Jogging and distance running target your slow-twitch (type I) muscle fibers, which are engineered for endurance. Alternately, sprinting targets the same fibers as weightlifting — your more powerful fast-twitch (type II) fibers — and when performed repeatedly in the context of a workout, is a form of high intensity interval training (HIIT).
“Speed work, or interval training, encompasses bursts of intense effort separated by recovery periods of slower running, jogging, or walking,” says Kennihan. These types of workouts can help you increase your speed, running efficiency, and fatigue resistance, as well as your power and muscular endurance, she explains.
Speed work is also the most effective type of running workout for shedding fat. But because it is so physically demanding, it should only be performed after you’ve already built a strong fitness foundation through jogging and running.
4 Ways to Take Care of Yourself While Running
As with any form of exercise, running has its risks.
Sprained ankles and pulled muscles can happen if you run on uneven terrain or skip your warm-up. But even more insidious are so-called overuse injuries — like shin splints, tendonitis, and even stress fractures.
1. Don’t forget to warm up — and cool down.
You would never start a car in third gear, but that’s essentially what you’re asking your body to do if you start exercising without a proper warm-up. Light jogging and dynamic stretching will help prime your muscles for action, boosting performance and reducing your risk of injury. Cooling down in the same way as you warm up—and perhaps even throwing in some foam rolling—can have the same effect by getting your post-workout recovery off on the right foot.
2. Take it slow.
Injuries also tend to occur when you try to increase your training load (e.g., mileage) too quickly.
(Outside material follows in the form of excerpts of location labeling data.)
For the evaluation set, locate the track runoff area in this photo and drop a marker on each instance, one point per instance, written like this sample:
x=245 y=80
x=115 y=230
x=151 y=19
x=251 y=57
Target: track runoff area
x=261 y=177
To avoid such injuries, Kennihan suggests you gradually build up your mileage by no more than 10 percent per week.
3. Make sure to vary your workouts.
Verrengia adds that it’s also important to actively work on optimizing your running form, regularly mixing up your workouts (like incorporating more speed work, or adding hills into your routine), and including other forms of exercise — not just running — in your regime.
“Runners need to realize that strength work, stretching, muscle release work, foam rolling, [and the like] play an important role in how successfully and healthfully they’re able to run,” she explains.
4. Go on recovery runs.
Making recovery a priority includes recovery runs, which are short, easy cardio sessions (usually 15-20 minutes long) meant to help reduce muscle soreness and fatigue.
Mellow workouts like this are important for all runners, novices and veterans alike, and are usually done the day after a more physically demanding run (like an interval session or race). “You should be able to have full conversations with people on these runs, and not feel any burn in the legs,” says Kennihan.
If you’re a beginner, Kennihan says your recovery can take the form of foam rolling or yoga in lieu of adding mileage. “For those with higher mileage bases, recovery runs are great for increasing your aerobic base without causing more stress,” she says.